Choose Your Brand of Crazy and Join the Party (my thoughts on the film)
Just watched this and need to share my thoughts and see what others think as I try to make sense of it all and what Wheatley’s saying with this head screw of a film.
As many have already said the building acts as a microcosm for society, the rich towering over the middle class who in turn tread over the poor. Everyone tries to get along and act appropriately. What happens next is foreshadowed in the scene where Laing peels the face off the skull, symbolising what happens when our ‘polite society masks’ are taken off and reveal who we truly are underneath. We’re animals in clothes.
I think that’s why Laing is so reluctant to take off his clothes. He’s struggling to hang on to his ‘normalcy’ while everyone else is reverting to their primal nature and feeding, fighting and *beep* And in his own way he’s just as crazy – see his fight for the tin of paint. He’s willing to beat someone to a pulp in order to make sure his apartment is the right shade of blue.
That scene, more than any other, hit home for me what Wheatley’s doing here: he’s pointing out how crazy our species is. Laing’s fight over a tin of paint isn’t that absurd, not when you think about all those videos of Black Friday riots and crowds trampling over people and punching each other in order to get a cheap TV. There’s people in the world starving to death while others spend thousands on limited edition trainers. In today’s news the fact that the Pokemon Go servers are down is getting more media attention that the attempted military coup in Turkey. That’s crazy. We’re crazy.
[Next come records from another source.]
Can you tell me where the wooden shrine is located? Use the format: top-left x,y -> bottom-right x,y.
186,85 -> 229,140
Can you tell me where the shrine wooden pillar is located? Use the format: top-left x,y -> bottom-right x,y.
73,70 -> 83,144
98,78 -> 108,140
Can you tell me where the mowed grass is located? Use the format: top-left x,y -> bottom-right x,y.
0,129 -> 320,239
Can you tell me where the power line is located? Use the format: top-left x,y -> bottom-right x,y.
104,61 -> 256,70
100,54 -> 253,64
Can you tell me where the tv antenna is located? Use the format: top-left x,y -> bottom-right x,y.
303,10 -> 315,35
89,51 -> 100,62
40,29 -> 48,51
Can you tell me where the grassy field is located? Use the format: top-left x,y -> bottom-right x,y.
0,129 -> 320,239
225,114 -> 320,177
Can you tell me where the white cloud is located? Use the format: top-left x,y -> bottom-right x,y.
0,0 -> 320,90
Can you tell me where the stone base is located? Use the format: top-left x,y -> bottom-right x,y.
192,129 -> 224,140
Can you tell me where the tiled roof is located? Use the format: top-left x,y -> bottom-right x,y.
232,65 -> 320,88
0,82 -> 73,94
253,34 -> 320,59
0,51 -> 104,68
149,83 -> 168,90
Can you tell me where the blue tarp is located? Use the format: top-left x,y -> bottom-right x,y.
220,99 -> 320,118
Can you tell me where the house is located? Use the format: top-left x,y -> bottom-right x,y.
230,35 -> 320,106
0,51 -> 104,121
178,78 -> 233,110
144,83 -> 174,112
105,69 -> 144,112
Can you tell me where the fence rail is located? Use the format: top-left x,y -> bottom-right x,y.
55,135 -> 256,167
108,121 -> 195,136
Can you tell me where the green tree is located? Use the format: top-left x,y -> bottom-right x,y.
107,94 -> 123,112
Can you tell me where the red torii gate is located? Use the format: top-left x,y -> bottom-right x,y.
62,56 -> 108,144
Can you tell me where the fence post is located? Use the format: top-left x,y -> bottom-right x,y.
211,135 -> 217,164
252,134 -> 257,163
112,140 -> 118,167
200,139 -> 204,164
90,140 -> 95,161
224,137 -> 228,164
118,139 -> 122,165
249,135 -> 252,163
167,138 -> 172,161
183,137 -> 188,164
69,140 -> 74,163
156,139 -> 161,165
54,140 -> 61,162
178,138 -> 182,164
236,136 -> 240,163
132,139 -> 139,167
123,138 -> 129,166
It’s more important for us to stay up to date with our favourite TV shows and have nice clothes than to fight the injustices in the world and make it a more fair and balanced place. Materialism and escapism trumps everything else. More of us care about avoiding Game of Thrones spoilers than helping the homeless.
Our species is absolutely *beep* nuts. Whether we’re reverting to our primal nature and hitting and screwing whoever we want, or trying to be respectable members of society who strive to earn as much money as possible to buy things to keep our minds off the horrors of the outside world, we’re just swapping one type of crazy for another. That I think is the ultimate message of High Rise.